§ 44-5-3. Ratable property of a city or town — Definitions.
(a) The ratable property of the city or town consists of the ratable real estate and the ratable tangible personal property (which do not include manufacturer’s manufacturing machinery and equipment of a manufacturer) and the ratable tangible personal property of manufacturers consisting of manufacturer’s manufacturing machinery and equipment of a manufacturer.
(b)(1) For the purposes of this section and §§ 44-5-20, 44-5-22, 44-5-38, and § 9 of chapter 245, public laws of Rhode Island, 1966, “manufacturing” includes the handling and storage of manufacturer’s inventories as defined in § 44-3-3(a)(20)(ii).
(2) “Manufacturer’s machinery and equipment” or “manufacturing machinery and equipment” is defined as:
(i) Machinery and equipment which is used exclusively in the actual manufacture or conversion of materials or goods in the process of manufacture by a manufacturer as defined in § 44-3-3(a)(20) and machinery, fixtures, and equipment used exclusively by a manufacturer for research and development or for quality assurance of its manufactured products; and
(ii) Machinery and equipment which is partially used in the actual manufacture or conversion of raw materials or goods in the process of manufacture by a manufacturer as defined in § 44-3-3(a)(20) and machinery, fixtures, and equipment used by a manufacturer for research and development or for quality assurance of its manufactured products, to the extent to which the machinery and equipment is used for the manufacturing processes, research and development, or quality assurance. In the instances where machinery and equipment is used in both manufacturing activities, the assessment on machinery and equipment is prorated by applying the percentage of usage of the equipment for manufacturing, research and development, and quality assurance activity to the value of the machinery and equipment for purposes of taxation, and the portion of the value used for manufacturing, research and development, and quality assurance is exempt from taxation.
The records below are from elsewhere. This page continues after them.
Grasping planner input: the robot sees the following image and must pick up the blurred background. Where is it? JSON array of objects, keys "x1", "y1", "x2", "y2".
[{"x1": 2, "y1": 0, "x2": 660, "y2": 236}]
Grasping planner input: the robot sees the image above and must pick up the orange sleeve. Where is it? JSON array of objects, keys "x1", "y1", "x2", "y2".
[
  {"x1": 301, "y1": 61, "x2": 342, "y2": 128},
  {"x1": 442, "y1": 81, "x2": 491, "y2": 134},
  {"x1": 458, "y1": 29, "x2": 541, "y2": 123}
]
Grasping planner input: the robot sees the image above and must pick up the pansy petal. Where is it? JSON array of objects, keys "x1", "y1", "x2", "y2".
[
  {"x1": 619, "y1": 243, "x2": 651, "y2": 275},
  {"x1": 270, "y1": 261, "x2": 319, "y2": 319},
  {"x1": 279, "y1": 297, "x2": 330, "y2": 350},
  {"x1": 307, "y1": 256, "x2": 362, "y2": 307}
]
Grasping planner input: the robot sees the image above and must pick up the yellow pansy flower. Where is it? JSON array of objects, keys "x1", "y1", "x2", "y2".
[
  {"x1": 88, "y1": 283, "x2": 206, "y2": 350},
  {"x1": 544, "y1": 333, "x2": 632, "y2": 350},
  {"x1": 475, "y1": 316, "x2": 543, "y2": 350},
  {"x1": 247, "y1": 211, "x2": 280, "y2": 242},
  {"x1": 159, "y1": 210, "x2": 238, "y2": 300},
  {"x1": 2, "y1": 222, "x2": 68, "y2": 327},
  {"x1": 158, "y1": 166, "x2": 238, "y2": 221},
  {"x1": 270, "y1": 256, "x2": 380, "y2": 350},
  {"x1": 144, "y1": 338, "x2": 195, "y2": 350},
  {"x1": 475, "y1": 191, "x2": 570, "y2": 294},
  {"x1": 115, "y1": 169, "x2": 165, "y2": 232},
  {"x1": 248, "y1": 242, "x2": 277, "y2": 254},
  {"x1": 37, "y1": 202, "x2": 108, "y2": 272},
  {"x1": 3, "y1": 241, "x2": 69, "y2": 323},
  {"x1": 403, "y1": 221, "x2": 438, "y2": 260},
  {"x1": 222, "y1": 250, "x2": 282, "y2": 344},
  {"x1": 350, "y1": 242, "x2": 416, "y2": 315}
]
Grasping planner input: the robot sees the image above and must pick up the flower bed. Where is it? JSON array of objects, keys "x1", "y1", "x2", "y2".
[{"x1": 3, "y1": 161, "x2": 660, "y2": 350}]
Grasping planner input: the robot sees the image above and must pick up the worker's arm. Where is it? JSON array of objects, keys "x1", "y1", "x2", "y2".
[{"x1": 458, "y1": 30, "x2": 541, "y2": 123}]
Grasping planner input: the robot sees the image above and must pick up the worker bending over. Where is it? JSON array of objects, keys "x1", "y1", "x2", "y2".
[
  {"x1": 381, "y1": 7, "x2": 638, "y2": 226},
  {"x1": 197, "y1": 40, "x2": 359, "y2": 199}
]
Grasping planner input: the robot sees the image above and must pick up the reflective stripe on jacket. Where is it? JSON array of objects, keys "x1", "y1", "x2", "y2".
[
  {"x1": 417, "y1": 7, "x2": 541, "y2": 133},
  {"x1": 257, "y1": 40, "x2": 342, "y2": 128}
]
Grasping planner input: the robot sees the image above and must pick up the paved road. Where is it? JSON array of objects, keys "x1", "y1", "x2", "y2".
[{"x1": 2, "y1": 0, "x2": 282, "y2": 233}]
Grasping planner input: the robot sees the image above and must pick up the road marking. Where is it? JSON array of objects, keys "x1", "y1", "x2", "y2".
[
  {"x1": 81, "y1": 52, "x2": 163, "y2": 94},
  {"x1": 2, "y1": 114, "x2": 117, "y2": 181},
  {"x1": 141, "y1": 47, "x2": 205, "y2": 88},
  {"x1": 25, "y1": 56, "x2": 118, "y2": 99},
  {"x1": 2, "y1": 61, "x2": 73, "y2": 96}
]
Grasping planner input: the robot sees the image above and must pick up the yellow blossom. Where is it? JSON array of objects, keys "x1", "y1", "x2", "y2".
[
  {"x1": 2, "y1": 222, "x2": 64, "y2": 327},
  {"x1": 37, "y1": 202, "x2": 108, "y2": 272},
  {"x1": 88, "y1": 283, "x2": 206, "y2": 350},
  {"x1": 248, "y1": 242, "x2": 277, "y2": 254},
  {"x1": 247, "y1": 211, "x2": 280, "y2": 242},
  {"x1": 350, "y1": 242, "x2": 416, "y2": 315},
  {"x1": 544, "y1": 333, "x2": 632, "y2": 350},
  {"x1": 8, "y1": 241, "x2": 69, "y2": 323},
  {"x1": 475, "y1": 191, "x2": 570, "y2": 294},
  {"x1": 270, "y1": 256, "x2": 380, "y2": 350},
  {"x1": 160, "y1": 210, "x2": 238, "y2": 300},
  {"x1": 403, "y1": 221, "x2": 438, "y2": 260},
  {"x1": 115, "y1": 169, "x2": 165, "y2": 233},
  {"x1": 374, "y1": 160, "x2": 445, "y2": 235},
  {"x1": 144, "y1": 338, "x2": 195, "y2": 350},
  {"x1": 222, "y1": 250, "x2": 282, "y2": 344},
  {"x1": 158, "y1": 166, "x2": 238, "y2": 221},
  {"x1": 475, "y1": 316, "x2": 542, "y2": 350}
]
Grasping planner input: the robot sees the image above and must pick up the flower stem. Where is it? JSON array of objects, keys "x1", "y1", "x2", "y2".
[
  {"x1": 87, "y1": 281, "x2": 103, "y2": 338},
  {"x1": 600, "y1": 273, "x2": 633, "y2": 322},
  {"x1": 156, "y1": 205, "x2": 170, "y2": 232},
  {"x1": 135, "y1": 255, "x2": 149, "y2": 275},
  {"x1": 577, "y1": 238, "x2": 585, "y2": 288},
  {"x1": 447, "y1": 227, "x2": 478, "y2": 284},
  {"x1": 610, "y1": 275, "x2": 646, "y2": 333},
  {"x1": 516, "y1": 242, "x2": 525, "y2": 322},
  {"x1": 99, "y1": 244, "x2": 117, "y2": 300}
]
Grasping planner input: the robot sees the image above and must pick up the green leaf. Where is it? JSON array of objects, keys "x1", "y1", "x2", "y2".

The burden of demonstrating this percentage usage of machinery and equipment for manufacturing and for research and development and/or quality assurance of its manufactured products rests with the manufacturer.
(3) This definition of “manufacturing” or “manufacturer’s machinery and equipment” does not include:
(i) Motor vehicles required by law to be registered with the division of motor vehicles;
(ii) Store fixtures and other equipment situated in or upon a retail store or other similar selling place operated by a manufacturer, whether or not the retail establishment store or other similar selling place is located in the same building in which the manufacturer operates his or her manufacturing plant; and
(iii) Fixtures or other equipment situated in or upon premises used to conduct a business which is unrelated to the manufacture of finished products for trade and their sale by the manufacturer of the products, whether or not the premises where the unrelated business is conducted is in the same building in which the manufacturer has his or her manufacturing plant. The levy on tangible personal property of manufacturers consisting of manufacturer’s manufacturing machinery and equipment of a manufacturer is at the rate provided in § 44-5-38.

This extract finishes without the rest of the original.